In [None]:
import json
import os
import sys
import rdflib
from SPARQLWrapper import SPARQLWrapper, JSON
import pandas as pd
import numpy as np

## Setup SPARQL / Python Interface

### Define SPARQL Request Function

In [None]:
#Credit - Doug Fils

def get_sparql_dataframe(service, query):
    """
    Helper function to convert SPARQL results into a Pandas data frame.
    """
    sparql = SPARQLWrapper(service)
    sparql.setQuery(query)
    sparql.setReturnFormat(JSON)
    result = sparql.query()

    processed_results = json.load(result.response)
    cols = processed_results['head']['vars']

    out = []
    for row in processed_results['results']['bindings']:
        item = []
        for c in cols:
            item.append(row.get(c, {}).get('value'))
        out.append(item)

    return pd.DataFrame(out, columns=cols)

### Set SPARQL Endpoint and base URIs

In [None]:
BCODMO_SERVE = "https://lod.bco-dmo.org/sparql"  #BCO-DMO SPARQL Endpoint
BCODMO_PREF = "http://lod.bco-dmo.org/id/"       #BCO-DMO URI base

## Basic SPARQL Queries
SPARQL is queried in as a string. Can define variables within SPARQL, then query result will be returned in dataframe format which can be used as python variables. Can also return SPARQL query in other formats (like straight json or lists). 

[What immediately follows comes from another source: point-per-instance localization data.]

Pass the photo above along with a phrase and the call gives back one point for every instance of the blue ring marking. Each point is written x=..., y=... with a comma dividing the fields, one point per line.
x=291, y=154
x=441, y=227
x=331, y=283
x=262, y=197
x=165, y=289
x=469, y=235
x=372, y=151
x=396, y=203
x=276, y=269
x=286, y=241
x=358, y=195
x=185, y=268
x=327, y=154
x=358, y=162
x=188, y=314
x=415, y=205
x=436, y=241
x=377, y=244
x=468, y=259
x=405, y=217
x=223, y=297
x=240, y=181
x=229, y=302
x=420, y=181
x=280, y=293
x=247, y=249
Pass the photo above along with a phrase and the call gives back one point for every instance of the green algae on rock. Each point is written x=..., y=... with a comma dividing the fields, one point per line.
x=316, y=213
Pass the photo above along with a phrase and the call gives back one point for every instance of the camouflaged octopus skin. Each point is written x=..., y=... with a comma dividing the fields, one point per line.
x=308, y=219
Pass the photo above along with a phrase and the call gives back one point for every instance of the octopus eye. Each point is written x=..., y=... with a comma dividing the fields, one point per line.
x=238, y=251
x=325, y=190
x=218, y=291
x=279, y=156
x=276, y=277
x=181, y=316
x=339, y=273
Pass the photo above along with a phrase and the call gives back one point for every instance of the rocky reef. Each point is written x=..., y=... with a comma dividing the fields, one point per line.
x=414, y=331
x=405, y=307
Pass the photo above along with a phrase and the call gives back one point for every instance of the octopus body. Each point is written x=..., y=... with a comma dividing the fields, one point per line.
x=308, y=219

**NOTE:** The BCO-DMO SPARQL endpoint (like many public SPARQL endpoints) limits results to 10,000.

Helpful SPARQL Cheat Sheet: http://www.iro.umontreal.ca/~lapalme/ift6281/sparql-1_1-cheat-sheet.pdf

### Properties ("predicates" in Subject-Predicate-Object model) in BCO-DMO

Also see https://ocean-data.org/schema/ for ontology

#### List all the properties in the BCO-DMO Knowledge Graph

In [None]:
propertyQuery = '''
SELECT DISTINCT ?property
WHERE { [] ?property [] }
ORDER BY ?property
'''

In [None]:
propertySearch = get_sparql_dataframe(BCODMO_SERVE, propertyQuery)

In [None]:
propertySearch.style.set_properties(**{'width': '600px'})

#### Get more information about the properties

In [None]:
propertyQuery = '''
SELECT DISTINCT ?dataset_parameter ?masterParam
WHERE { ?dataset_parameter odo:isInstanceOf ?masterParam  .
}
'''

In [None]:
propertySearch = get_sparql_dataframe(BCODMO_SERVE, propertyQuery)

In [None]:
propertySearch.style.set_properties(**{'width': '600px'})

#### Find out more about "Monitored Properties"

In [None]:
monitoredPropertiesQuery = '''
SELECT DISTINCT ?masterParam ?shortDesc
WHERE { 
?masterParam odo:hasParameterShortDescription ?shortDesc .
?masterParam owl:deprecated 0 . #Binay - only show those that are not deprecated
}
ORDER BY ?masterParam'''

In [None]:
monitoredPropertiesSearch = get_sparql_dataframe(BCODMO_SERVE, monitoredPropertiesQuery)

In [None]:
monitoredPropertiesSearch.style.set_properties(**{'width': '600px'})

#### DESCRIBE a monitored property

In [None]:
monitoredPropertiesQuery = '''
DESCRIBE <http://lod.bco-dmo.org/id/parameter/901>
'''

In [None]:
monitoredPropertiesSearch = get_sparql_dataframe(BCODMO_SERVE, monitoredPropertiesQuery)
#ignore the error

In [None]:
monitoredPropertiesSearch.style.set_properties(**{'width': '600px'})

### Fernando Question:
How can we track the Salinity (water bottle) results from the Salinometer all the way up to BCO-DMO Parameters repository ? Not just the results, but also including reports, sensors, persons involved… can we include DOI’s? What would be the steps?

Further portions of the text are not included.